The BLA is known to express mineralocorticoid and glucocorticoid receptors, which are both susceptible to glucocorticoids (39). Animal models employing chronic immobility stress to mimic depression have revealed elevated levels of glucocorticoids in the BLA (40, 41). After application of this paradigm, enhanced dendritic length, branching and spines in the BLA were observed (42, 43). Glucocorticoids are deemed to be the mediating factor of this link (40, 44). Spines are typically correlates of strongly excitatory synapses (28). Interestingly, the effects of glucocorticoids on the BLA seem to differ from their effects on other regions of the brain, e.g., the hippocampus, where dendritic retraction was observed after stress exposure (45, 46).
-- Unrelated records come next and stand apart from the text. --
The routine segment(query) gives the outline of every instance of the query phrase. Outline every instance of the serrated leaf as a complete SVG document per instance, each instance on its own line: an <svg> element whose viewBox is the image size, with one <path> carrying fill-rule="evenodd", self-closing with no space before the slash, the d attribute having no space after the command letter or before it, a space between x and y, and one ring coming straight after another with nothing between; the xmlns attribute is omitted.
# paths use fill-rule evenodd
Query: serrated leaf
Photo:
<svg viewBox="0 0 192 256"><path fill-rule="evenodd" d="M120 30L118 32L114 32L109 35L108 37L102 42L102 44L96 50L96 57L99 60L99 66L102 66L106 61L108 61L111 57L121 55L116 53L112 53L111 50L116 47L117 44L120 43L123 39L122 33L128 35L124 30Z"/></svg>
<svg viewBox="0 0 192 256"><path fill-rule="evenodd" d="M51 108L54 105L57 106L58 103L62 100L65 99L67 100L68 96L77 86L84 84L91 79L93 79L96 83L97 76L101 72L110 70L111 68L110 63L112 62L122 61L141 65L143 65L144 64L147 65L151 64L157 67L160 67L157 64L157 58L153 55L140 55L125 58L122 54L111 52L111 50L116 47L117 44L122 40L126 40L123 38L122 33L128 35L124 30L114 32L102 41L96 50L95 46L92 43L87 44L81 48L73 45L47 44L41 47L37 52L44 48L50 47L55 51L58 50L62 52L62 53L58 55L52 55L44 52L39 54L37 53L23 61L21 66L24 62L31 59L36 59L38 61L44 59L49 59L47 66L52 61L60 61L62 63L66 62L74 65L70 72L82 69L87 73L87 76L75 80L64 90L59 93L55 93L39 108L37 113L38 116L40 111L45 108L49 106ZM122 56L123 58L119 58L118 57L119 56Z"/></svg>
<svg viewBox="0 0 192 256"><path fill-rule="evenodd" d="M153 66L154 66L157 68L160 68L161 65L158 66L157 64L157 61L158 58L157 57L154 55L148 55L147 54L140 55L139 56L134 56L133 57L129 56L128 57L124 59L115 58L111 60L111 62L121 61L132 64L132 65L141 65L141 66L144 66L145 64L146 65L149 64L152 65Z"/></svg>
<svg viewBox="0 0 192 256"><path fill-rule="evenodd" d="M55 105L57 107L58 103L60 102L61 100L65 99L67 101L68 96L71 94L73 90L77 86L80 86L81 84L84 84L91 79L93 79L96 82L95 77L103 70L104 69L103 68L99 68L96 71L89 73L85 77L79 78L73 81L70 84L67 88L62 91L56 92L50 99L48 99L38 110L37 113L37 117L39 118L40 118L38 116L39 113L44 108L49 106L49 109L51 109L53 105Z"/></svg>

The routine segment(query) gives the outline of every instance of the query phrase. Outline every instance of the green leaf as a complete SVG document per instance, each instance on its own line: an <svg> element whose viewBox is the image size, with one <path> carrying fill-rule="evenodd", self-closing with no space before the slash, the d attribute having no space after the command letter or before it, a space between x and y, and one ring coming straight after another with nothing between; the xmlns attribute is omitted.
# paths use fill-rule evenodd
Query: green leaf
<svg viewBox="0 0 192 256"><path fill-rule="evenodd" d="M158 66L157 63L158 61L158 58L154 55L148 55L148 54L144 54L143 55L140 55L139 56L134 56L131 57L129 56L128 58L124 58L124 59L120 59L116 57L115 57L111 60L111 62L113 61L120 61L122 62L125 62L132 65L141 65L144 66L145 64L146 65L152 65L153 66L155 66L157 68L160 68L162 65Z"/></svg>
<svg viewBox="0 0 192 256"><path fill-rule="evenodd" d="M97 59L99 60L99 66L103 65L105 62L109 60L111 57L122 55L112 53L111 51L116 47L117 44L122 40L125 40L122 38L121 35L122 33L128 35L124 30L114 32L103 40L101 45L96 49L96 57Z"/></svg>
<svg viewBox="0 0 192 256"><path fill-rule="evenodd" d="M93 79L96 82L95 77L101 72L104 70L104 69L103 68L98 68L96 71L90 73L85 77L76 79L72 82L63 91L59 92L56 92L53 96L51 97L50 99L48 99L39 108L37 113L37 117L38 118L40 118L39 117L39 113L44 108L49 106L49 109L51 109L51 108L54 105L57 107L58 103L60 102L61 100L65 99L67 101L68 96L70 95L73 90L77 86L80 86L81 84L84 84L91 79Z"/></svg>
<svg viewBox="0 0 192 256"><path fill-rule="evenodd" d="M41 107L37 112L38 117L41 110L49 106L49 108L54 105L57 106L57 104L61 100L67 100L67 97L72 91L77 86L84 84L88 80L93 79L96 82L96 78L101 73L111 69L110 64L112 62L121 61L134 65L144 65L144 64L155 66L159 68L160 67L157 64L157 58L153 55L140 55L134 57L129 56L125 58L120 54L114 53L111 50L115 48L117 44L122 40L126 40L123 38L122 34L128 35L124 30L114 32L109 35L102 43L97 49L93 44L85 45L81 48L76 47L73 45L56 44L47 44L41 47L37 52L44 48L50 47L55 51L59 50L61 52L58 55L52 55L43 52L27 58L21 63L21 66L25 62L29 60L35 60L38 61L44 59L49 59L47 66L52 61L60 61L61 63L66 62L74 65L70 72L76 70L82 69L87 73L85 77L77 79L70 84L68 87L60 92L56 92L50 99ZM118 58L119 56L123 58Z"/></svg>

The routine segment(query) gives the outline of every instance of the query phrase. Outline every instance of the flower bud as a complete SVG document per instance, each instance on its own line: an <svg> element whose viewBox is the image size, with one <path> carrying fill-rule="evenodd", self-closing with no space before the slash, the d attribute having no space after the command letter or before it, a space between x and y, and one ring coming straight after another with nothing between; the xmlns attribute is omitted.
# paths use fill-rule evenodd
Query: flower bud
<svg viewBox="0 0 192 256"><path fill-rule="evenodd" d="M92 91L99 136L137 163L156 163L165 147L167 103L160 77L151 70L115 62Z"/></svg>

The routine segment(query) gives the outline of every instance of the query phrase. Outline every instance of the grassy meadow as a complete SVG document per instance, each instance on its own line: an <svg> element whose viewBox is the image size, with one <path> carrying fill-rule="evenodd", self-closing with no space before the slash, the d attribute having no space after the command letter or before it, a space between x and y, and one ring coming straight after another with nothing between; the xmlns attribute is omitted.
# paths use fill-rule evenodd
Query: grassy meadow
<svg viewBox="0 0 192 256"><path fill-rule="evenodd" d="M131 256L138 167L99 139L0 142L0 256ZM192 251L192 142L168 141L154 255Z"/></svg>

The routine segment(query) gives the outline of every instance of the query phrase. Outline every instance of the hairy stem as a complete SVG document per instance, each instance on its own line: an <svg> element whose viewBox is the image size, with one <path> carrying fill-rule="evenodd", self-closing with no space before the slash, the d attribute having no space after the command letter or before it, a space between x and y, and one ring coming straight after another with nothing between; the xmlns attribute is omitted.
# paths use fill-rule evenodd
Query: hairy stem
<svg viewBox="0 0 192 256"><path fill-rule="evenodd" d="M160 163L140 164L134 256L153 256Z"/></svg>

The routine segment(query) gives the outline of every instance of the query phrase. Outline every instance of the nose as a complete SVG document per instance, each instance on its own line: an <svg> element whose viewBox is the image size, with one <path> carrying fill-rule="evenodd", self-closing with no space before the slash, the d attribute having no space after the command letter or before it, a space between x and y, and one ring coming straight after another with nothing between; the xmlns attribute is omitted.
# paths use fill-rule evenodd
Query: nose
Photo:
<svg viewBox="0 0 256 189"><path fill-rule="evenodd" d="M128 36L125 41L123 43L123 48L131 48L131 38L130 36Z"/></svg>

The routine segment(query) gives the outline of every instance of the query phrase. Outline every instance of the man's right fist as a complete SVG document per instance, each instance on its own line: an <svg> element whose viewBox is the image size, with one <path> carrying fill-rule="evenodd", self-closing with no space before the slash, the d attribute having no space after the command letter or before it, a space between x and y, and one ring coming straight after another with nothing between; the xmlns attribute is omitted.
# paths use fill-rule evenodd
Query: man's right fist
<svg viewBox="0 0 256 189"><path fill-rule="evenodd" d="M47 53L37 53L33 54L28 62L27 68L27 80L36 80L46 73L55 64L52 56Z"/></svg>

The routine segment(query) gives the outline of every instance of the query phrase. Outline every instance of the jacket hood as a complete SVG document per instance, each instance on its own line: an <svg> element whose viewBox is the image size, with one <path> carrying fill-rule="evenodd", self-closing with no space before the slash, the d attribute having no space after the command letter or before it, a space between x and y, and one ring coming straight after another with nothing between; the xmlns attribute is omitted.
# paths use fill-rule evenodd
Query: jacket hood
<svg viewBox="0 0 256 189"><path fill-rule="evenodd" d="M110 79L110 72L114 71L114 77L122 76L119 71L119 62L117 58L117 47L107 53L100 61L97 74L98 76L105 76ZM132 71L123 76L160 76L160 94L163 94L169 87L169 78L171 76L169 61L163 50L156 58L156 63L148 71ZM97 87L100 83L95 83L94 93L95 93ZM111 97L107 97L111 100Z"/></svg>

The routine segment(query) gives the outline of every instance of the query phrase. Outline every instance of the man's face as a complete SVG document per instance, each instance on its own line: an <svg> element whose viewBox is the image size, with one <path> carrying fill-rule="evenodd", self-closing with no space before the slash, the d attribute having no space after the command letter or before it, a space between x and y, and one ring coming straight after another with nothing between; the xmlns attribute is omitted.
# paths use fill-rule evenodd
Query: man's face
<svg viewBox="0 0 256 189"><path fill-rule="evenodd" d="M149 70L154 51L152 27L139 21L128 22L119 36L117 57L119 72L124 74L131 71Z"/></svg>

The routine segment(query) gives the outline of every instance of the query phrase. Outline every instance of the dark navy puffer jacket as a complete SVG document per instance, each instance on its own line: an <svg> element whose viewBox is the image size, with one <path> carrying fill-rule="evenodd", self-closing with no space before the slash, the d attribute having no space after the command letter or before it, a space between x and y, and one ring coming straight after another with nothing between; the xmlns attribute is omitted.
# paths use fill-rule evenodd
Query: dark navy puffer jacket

Children with congenital adrenal hyperplasia exhibit reduced amygdala volumes (47) as well as patients with Cushing syndrome (48), underscoring the influence of elevated glucocorticoid levels on amygdala volumes. Glucocorticoids and CRF mediate changes of brain-derived neurotrophic factor (BDNF) levels by altering transcription of the BDNF genes (49). BDNF is a neurotrophin deemed to be potent modulator of neuronal survival, growth, and differentiation, and specifically regulates morphological plasticity of dendrites (50, 51). Lakshminarasimhan and Chattarji showed that chronic stress causes an up-regulation of BDNF in the BLA in rats (52). BDNF therefore is a potential pathway through which glucocorticoids influence dendritic-spine formation in the BLA (53). Antidepressant drugs as well have been proposed to act on amygdalar spines via BDNF (54–56).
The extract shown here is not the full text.